Eventually Ponkey began to pursue the art of storytelling as a full time occupation, and was drawn again to special needs populations. Ponkey has come to believe that high quality storytelling performances are the “pill” for attention deficit disorder. It is a rare child who will not fall under the spell of Beowulf of the Viking Gods. They will sit motionless, with an open posture and a transfixed gaze, picturing the tales in their minds. Over time, this open attitude will work its way into other aspects of their lives, giving them the confidence and knowledge that they can focus if they are properly engaged.

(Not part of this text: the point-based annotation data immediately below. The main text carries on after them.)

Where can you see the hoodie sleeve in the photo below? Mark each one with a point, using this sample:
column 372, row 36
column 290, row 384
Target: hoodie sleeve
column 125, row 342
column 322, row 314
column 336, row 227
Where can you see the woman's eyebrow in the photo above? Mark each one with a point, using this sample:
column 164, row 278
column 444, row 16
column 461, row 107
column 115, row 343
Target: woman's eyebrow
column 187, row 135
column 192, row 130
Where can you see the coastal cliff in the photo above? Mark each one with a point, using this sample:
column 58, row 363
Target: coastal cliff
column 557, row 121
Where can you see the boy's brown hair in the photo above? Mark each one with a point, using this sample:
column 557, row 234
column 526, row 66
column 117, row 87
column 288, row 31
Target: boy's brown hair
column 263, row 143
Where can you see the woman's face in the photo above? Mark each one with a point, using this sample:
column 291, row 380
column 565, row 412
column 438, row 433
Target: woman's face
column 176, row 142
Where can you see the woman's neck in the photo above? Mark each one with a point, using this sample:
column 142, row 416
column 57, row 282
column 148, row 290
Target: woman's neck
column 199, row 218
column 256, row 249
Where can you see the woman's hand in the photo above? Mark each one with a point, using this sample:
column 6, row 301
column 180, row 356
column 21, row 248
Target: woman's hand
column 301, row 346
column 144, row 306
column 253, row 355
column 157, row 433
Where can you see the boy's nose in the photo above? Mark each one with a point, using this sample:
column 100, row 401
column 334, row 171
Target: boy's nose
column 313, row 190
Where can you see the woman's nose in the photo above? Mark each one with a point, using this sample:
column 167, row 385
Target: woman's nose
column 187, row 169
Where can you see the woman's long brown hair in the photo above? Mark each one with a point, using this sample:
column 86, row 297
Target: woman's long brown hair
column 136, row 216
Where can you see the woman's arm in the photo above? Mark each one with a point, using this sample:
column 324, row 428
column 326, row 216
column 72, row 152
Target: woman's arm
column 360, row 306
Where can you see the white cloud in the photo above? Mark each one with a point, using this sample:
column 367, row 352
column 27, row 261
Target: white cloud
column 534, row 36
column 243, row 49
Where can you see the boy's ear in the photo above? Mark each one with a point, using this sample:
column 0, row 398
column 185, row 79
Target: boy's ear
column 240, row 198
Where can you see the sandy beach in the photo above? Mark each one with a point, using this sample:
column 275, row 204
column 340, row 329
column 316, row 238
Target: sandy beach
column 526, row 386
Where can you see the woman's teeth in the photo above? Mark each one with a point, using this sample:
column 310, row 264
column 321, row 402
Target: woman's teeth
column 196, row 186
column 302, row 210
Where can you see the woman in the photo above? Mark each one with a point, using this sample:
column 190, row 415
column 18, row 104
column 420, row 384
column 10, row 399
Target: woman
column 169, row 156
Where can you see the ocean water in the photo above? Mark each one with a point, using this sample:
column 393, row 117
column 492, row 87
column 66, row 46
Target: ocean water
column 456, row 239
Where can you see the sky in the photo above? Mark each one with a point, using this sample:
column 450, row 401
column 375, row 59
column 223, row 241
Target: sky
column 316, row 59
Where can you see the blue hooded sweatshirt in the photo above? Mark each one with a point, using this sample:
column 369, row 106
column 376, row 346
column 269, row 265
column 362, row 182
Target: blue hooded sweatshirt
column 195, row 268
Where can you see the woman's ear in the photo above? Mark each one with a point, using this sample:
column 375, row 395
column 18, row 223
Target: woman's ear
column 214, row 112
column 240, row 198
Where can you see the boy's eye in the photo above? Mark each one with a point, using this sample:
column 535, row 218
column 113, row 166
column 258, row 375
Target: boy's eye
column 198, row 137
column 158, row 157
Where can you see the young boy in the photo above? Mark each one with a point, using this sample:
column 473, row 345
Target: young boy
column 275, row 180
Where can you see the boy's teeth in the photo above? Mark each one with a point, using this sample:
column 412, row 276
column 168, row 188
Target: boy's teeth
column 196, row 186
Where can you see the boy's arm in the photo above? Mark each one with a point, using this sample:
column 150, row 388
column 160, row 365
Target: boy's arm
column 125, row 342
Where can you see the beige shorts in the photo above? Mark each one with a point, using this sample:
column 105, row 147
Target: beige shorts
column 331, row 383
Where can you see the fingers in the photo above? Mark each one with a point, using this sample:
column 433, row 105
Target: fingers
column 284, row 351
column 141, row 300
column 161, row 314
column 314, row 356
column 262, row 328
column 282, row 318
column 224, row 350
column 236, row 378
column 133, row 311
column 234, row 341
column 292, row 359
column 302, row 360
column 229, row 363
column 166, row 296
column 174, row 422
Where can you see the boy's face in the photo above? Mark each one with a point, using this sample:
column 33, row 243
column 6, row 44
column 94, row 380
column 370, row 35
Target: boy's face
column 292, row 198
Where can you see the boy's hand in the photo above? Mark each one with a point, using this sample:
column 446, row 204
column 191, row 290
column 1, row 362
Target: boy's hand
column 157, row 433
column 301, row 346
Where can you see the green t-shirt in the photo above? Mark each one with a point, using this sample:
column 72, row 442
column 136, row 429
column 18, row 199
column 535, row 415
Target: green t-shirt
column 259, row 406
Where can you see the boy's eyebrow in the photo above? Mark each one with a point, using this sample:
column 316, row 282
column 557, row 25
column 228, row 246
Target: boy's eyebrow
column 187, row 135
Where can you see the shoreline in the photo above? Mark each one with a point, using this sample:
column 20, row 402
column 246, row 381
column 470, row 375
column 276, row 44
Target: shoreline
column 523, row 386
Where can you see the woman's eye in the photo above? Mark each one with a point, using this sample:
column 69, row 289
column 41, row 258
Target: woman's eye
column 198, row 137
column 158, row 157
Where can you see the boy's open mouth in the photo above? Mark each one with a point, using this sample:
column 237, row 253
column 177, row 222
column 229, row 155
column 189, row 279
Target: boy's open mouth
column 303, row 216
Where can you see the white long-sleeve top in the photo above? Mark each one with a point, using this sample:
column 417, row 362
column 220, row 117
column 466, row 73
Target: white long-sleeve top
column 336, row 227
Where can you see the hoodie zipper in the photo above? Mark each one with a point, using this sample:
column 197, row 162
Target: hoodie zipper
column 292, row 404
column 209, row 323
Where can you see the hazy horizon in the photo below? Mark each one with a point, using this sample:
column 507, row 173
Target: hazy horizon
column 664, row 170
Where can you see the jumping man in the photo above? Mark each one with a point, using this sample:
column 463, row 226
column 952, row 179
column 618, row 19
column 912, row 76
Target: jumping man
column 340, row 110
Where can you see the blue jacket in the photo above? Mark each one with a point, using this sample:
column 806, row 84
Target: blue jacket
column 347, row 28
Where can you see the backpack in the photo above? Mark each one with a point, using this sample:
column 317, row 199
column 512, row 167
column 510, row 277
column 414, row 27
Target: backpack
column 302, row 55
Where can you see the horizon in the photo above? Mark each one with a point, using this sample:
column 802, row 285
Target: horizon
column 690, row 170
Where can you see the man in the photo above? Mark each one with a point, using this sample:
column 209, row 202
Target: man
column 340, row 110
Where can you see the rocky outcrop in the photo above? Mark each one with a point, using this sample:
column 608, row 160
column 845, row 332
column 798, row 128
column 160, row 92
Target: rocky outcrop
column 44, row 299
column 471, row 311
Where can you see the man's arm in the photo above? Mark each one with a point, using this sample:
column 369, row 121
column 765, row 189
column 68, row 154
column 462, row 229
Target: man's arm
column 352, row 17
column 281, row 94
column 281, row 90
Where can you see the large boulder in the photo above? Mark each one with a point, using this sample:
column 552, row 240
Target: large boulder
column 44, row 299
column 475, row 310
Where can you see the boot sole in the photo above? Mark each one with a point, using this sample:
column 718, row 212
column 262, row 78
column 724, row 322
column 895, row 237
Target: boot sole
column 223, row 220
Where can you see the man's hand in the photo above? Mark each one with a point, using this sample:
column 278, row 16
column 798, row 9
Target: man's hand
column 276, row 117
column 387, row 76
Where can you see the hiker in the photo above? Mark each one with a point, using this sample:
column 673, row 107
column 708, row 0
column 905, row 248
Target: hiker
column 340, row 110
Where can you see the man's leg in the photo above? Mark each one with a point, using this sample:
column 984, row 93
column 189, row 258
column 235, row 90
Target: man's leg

Further, the old tales can give the children a wider cultural framework for their own issues. Abused children are frequently isolated from the rest of society, and come to feel that they are alone in a hostile world. While listening to the classic stories, they are given an opportunity to see that their challenges are universal. Even King Arthur was taken from his home as an infant, mistreated by his foster brother and threatened by powers beyond his control. Hearing of Arthur’s triumphs and tragedies offers the children a sense of perspective for their own struggles.
Ponkey has found that lessons in History, Biology, Geography, Astronomy and a wide variety of other disciplines can be easily taught when anchored to a story. Once children have been exposed to different cultures through stories, they are much more interested in the context from which those stories arose. Most importantly, though, stories offer children a metaphorical language with which to express feelings that may be too hard to articulate in any other format.